The COOPY Toolbox: The COOPY Toolbox: Specification of the highlighter diff format

The highlighter diff format is a format for expressing the difference between two spreadsheets.

A highlighter diff is designed to be represented in a spreadsheet format, using "common denominator" features of Excel, OpenOffice/LibreOffice, Gnumeric, etc. A highlighter diff can however be represented in any tabular format with ordered columns and rows. It is a simple format, easy to parse, yet expressive enough to capture an important set of possible differences. It is intended for spreadsheets containing data, rather then spreadsheets with formulae, charts, and the like. Highlighter diffs deal with cell content, not formatting.

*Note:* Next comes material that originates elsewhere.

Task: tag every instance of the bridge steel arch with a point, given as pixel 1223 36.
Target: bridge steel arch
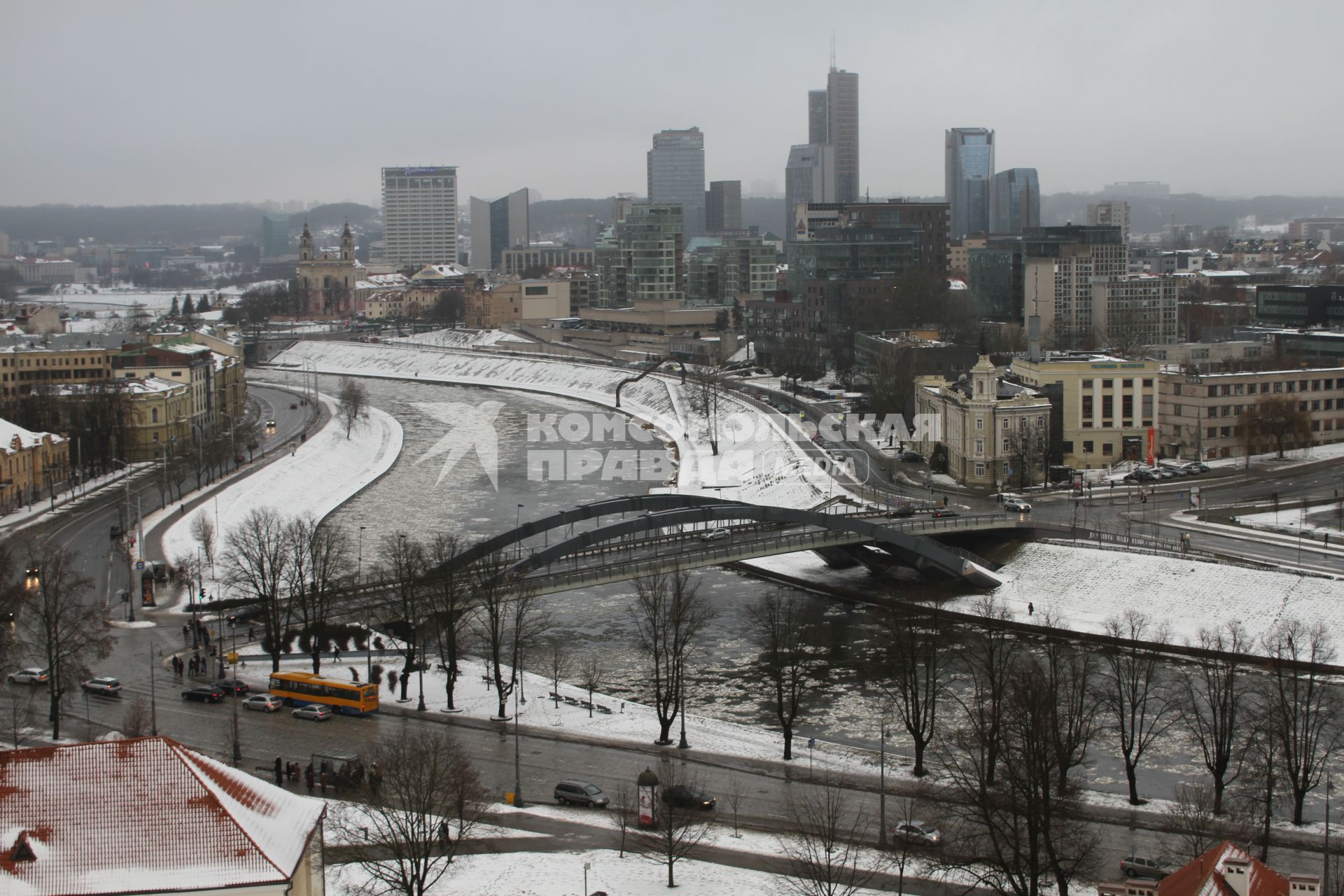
pixel 631 504
pixel 918 551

Single sheet case, with fixed columns

Assume we are comparing two versions of a sheet/table, L and R (for Left/Local and Right/Remote). L is the "reference" sheet, and we describe the difference between it and R in terms of operations needed to change L into R. The difference is described in a "diff sheet" that looks like this:

@@	bridge	designer	length
	Brooklyn	J. A. Roebling	1595
+++	Manhattan	G. Lindenthal	1470
->	Williamsburg	D. Duck->L. L. Buck	1600
	Queensborough	Palmer & Hornbostel	1182
	Triborough	O. H. Ammann	1380,383
...	...	...	...
	Throgs Neck	O. H. Ammann	1800
	George Washington	O. H. Ammann	3500
---	Spamspan	S. Spamington	10000

A diff sheet consists of a single action column and a block of data columns, as follows.

Action column

The diff sheet has a column called the "action" column. The action column is the first column that does not contain integers; generally it will be exactly the first column. Here are cell values that can appear in this column:

@@	the header tag marks a header row, if one exists.
+++	the insert tag marks an added row (present in R, not present in L).
---	the delete tag marks a removed row (present in L, not present in R).
->	the update tag marks a row in which at least one cell changed. -->, --->, ----> etc. have the same meaning.
Blank	A blank string or NULL marks a row common to L and R.
...	the skip tag marks that rows common to L and R are being skipped.
!	The schema tag marks a change in the sheet structure.

Data columns

The columns after the action column are called the data columns. Each column in L and each column in R map onto a data column. If the diff contains no schema row ("!"), then L and R have the same columns, and the data columns map straightforwardly onto columns in L and R. Here is what the data columns contain, for each action tag:

@@	cells contain column names.
+++	cells shown are from R, and not present in L.
---	cells shown are from L, and not present in R.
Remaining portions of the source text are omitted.